The GSI this week emphasized that the revised figure did not alter the total area of land under Japanese control; rather, it represented improvements in surveying technology and the level of precision in the maps used for the count.
Although there is no international consensus on how to count islands, it was stated that the survey employed the same size criterion as the one conducted 35 years prior.
To do it, all naturally occurring land areas with a radius of at least 100 meters have to be counted (330 feet).
Artificially recovered land is not included in the updated total.
Several territorial disputes have their roots in the islands that surround Japan.
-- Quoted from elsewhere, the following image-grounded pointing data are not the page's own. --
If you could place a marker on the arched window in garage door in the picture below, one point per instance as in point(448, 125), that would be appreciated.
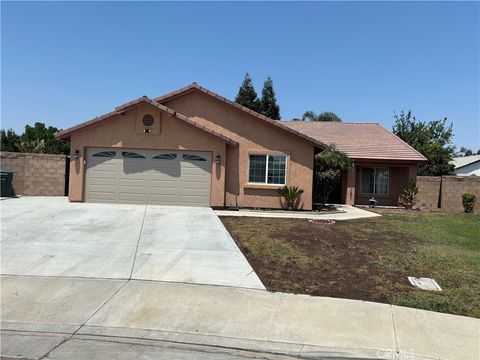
point(105, 154)
point(167, 156)
point(193, 157)
point(132, 155)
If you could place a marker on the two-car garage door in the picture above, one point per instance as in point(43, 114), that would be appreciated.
point(148, 177)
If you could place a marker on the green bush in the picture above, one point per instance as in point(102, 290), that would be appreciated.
point(291, 194)
point(468, 201)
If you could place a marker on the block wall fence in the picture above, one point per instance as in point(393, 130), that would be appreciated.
point(444, 193)
point(36, 174)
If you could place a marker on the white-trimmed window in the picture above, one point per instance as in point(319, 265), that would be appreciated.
point(267, 169)
point(375, 181)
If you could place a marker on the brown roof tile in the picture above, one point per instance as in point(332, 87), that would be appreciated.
point(277, 123)
point(65, 134)
point(359, 140)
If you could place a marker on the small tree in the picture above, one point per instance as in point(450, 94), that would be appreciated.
point(268, 103)
point(432, 139)
point(247, 96)
point(9, 140)
point(329, 165)
point(34, 146)
point(327, 116)
point(291, 195)
point(468, 202)
point(409, 195)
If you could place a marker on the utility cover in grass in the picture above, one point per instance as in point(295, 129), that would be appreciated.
point(424, 283)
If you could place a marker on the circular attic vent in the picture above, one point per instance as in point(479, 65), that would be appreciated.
point(148, 120)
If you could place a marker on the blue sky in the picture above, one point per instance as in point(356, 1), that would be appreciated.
point(66, 62)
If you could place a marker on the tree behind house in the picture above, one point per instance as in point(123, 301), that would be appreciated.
point(432, 139)
point(247, 96)
point(268, 103)
point(9, 140)
point(37, 138)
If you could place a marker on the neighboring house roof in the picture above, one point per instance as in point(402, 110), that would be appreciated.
point(359, 140)
point(462, 161)
point(65, 134)
point(277, 123)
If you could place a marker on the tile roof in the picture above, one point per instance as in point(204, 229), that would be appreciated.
point(359, 140)
point(65, 134)
point(462, 161)
point(277, 123)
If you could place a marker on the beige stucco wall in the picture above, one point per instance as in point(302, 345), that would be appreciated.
point(253, 136)
point(123, 131)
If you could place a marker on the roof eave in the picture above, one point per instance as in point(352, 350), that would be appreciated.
point(121, 109)
point(276, 123)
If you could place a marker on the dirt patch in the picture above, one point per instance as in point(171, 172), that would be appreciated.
point(342, 259)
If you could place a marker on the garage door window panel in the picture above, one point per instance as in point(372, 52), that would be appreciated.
point(165, 156)
point(132, 155)
point(192, 157)
point(267, 169)
point(105, 154)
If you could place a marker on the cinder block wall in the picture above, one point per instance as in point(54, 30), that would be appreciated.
point(447, 192)
point(429, 191)
point(453, 187)
point(36, 174)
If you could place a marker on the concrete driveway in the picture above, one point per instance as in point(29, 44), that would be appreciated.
point(48, 236)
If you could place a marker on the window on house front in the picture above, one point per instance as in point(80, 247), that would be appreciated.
point(267, 169)
point(375, 181)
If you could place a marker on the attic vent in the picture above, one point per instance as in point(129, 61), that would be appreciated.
point(148, 120)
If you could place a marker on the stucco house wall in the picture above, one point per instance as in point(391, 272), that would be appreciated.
point(254, 137)
point(122, 131)
point(398, 176)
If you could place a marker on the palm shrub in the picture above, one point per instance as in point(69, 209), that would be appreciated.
point(409, 195)
point(468, 202)
point(291, 195)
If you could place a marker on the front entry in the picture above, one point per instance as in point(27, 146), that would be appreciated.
point(161, 177)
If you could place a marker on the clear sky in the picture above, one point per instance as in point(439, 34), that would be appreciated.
point(66, 62)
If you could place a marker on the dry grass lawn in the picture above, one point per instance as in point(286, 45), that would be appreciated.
point(369, 259)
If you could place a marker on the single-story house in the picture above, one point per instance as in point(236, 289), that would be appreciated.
point(467, 165)
point(195, 147)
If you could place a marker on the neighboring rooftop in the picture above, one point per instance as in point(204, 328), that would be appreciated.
point(462, 161)
point(359, 140)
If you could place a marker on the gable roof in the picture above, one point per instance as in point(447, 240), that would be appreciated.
point(360, 140)
point(65, 134)
point(277, 123)
point(462, 161)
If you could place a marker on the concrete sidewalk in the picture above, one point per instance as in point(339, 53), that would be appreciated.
point(345, 212)
point(55, 315)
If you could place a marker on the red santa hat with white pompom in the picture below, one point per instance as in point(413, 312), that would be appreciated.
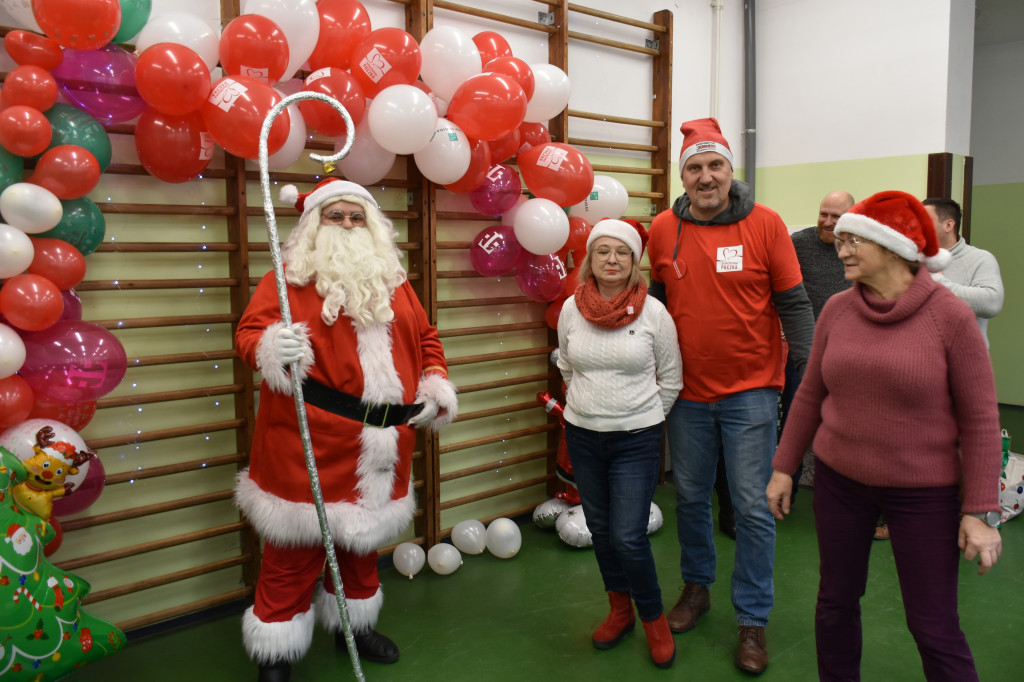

Japanese troops were captured by Soviet forces at the close of World War II, and Japan now asserts ownership of the southern Kuril islands, which are now under Russian control. Tokyo refers to these islands as the Northern Territories.
China has often disputed Japan’s historical claim to the uninhabited Senkaku Islands in the East China Sea, which it currently controls.
The sovereignty of a collection of islets known as Dokdo by Seoul and Takeshima by Tokyo in the Sea of Japan, which Korea refers to as the East Sea, has been a source of contention between Japan and South Korea for more than 70 years.